De manière spéculative on peut aussi supposer que les apprentissages précoces de rôles dits féminins importants dans la vie quotidienne, soient assez bien conservés malgré les déficits cognitifs présents dans les 2 sexes, et qu’ils constituent un facteur favorable supplémentaire.

Si l’on retient l’hypothèse de plus en plus admise d’une composante neurodéveloppementale3 dans la genèse de la maladie surtout pour les formes à symptomatologie déficitaire, « la vulnérabilité du système nerveux central à des facteurs environnementaux précoces serait lié au fait que le neurodéveloppement est plus lent dans le sexe masculin et que les fonctions cérébrales sont plus latéralisées et moins susceptibles d’être compensées par l’autre hémisphère en cas de lésion unilatérale ». Les facteurs à incidence sexuelle les plus souvent cités sont les complications obstétricales qui peuvent agir par plusieurs mécanismes chez les futurs schizophrènes hommes, et la grippe chez les femmes.

On a aussi invoqué le rôle protecteur des œstrogènes. Ils auraient un effet  « dopamine-like » responsable de formes moins graves chez la femme. Ils ont aussi un effet protecteur sur les dyskinésies tardives dont l’incidence augmente après la ménopause.

Les interactions précoces sont absentes de ce bref exposé. C’est qu’il n’existe à l’heure actuelle à notre connaissance que peu de données permettant de discuter une différence sexuelle dans ce domaine.

Notes de bas de page

1 Les symptômes « négatifs » sont déficitaires, notamment sur le plan cognitif et pragmatique ; les symptômes « positifs » sont productifs de vécus délirants, notamment paranoïdes.

2 En se basant sur le suivi à 2 ans de la cohorte INSERM de 3470 patients de Casadebaig.

3 Van Os et al, 1998.

Bibliographie

MURRAY Robin. Des facteurs environnementaux et développementaux entrent dans la genèse de la schizophrénie in Les troubles schizophréniques, Michel De Clercq, Joseph Peuskens, De Boeck et Larcier Editeur, 2000, 491-507.

VAN OS J., MURRAY R.M. (1998b). Neurodevelopmental and social risk factors across the continuum of psychosis. Submitted to Schizophrenia Bulletin.

D’AMATO T., ROCHET Th. Epidémiologie de la schizophrénie in La schizophrénie recherches actuelles et perspectives, Masson éditeur 1995, 1-34.
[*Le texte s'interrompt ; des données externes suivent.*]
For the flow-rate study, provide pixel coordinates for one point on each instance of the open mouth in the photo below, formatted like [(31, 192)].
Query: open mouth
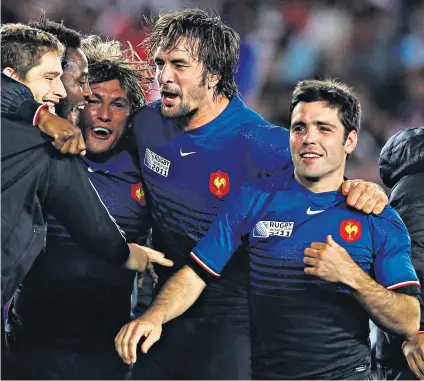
[(309, 156), (168, 97), (51, 105), (75, 113), (101, 133)]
WAINTRAUB L., GUELFI J.D.. Outils diagnostiques et symptômes de la schizophrénie in Les schizophrénies aspects actuels, Jean-Claude Scotto, Thierry Bougerol., Médecine-Sciences Flammarion, 26-60.

CASADEBAIG F., PHILIPPE A., LECOMPTE Th., GAUSSET M.F., QUEMADA N., GUILLAUD-BATAILLE J.M., TERRA J.L. Accès aux soins somatiques et morbidité physique de patients schizophrènes, Secteurs de psychiatrie générale. Recherche G.F.E.P. – I.N.S.E.R.M. U302..Financement du Réseau National de Santé Publique.

CASADEBAIG F., PHILIPPE A., GAUSSET M.F., GUILLAUD-BATAILLE J.M., QUEMADA N., TERRA JL. Mortalité de patients schizophrènes. Secteurs de psychiatrie générale. Suivi à 2 ans. Recherche G.F.E.P. – I.N.S.E.R.M. U302.